Today, as a 30-year-old woman, Pierce has made peace with the domineering father whose demands she could never satisfy and, as a result, put tennis in its proper perspective. No longer driven by the mad chase for high rankings and lucrative endorsement deals, Pierce is still competing because the game remains the best measuring stick of her ability -- regardless of how the sport's computers rank her or how manufacturers asses her worth as a corporate pitchwoman.
And she's playing the best tennis of her career.
She reached the final of the French Open in June and will take the court at Arthur Ashe Stadium on Friday vying for a place in the final of the U.S. Open. She'll face last year's runner-up, sixth-seed Elena Dementieva, in the first of two women's semifinals.
They will be followed by top-seeded Maria Sharapova and fourth-seeded Kim Clijsters, who'll battle for the other spot in Saturday's final.
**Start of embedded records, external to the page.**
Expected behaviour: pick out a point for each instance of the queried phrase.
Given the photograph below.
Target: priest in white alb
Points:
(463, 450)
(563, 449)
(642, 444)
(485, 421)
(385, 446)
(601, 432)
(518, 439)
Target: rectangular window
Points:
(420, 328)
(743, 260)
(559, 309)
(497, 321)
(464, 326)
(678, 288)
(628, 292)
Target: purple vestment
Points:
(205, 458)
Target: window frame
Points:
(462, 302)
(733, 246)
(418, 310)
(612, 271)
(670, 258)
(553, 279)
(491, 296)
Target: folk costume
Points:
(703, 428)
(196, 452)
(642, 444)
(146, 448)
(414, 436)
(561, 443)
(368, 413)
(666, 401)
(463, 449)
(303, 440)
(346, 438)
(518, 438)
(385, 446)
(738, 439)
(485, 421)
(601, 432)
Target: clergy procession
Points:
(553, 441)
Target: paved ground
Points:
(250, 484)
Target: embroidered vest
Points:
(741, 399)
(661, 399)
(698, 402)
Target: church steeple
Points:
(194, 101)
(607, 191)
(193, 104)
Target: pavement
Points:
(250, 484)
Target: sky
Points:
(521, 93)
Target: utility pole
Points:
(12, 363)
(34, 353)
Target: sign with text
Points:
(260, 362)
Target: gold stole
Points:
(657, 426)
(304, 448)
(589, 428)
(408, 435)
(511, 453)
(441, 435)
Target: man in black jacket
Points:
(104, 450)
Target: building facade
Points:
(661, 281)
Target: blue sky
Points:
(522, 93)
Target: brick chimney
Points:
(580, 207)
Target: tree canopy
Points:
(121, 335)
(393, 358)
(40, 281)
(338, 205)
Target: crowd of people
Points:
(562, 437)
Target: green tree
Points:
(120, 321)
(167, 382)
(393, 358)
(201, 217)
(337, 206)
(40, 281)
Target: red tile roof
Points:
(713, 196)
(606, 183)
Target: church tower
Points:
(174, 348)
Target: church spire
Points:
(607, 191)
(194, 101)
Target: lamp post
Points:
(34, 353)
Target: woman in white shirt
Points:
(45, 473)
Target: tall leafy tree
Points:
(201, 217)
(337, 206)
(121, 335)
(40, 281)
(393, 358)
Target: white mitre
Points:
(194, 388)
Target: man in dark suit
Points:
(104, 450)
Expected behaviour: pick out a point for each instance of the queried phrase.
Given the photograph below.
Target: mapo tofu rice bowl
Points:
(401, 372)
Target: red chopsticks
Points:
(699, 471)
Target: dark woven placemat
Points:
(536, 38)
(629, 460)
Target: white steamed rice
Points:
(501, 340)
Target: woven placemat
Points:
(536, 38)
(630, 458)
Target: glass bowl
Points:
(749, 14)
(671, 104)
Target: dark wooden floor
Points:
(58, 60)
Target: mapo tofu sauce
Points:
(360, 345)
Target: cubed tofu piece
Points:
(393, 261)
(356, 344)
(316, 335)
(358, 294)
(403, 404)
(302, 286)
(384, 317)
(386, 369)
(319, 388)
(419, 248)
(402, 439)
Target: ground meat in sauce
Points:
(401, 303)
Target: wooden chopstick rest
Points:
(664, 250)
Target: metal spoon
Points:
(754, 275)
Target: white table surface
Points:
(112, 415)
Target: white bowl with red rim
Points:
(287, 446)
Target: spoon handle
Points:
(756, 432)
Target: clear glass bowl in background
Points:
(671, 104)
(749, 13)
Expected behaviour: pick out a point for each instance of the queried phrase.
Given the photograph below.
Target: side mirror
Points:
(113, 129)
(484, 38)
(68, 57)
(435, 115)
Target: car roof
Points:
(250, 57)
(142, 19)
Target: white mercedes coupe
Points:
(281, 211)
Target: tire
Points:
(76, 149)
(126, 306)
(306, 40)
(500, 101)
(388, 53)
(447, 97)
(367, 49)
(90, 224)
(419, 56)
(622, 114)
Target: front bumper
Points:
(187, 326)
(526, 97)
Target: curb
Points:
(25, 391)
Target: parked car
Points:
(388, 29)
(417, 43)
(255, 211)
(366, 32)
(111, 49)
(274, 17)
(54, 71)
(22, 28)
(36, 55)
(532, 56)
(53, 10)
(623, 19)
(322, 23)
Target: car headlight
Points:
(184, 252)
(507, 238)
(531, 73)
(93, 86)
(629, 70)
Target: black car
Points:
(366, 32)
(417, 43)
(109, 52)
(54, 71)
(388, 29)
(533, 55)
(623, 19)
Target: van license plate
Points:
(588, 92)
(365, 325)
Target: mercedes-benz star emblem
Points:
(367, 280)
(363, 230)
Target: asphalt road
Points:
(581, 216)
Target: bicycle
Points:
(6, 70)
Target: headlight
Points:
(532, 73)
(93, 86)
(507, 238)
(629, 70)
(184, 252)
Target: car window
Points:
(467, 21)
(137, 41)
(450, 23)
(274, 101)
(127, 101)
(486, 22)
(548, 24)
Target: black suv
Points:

All but Pierce were part of the pre-tournament prognostications. Even the sagest tennis insider didn't give Pierce a mention or a shot. But there has been nothing flukey about Pierce's march to her first U.S. Open semifinal. She is the only women's semifinalist who has yet to drop a set, sailing past three seeded opponents -- Jelena Jankovic (17th), Justine Henin-Hardenne (seventh) and Amelie Mauresmo (third) -- without displaying even a semblance of fatigue.
"It seems like she's really enjoying herself," says two-time U.S. Open champion Tracy Austin, an analyst for USA Network. "She's able to smile out there. She's really fit. And she has that big, first-strike ability to get ahead early."
Starting fast will be key against Dementieva, whose power and tenacity compensate for a weak serve. Dementieva's grit and resolve were enough to upset a listless Lindsay Davenport in the quarterfinals.
Just 22, Clijsters has advanced to the finals of four Grand Slam events and faltered each time (falling on three of those occasions to Henin-Hardenne). But if she can weather Sharapova's booming serve and punishing groundstrokes, Clijsters may well get that elusive title here in New York.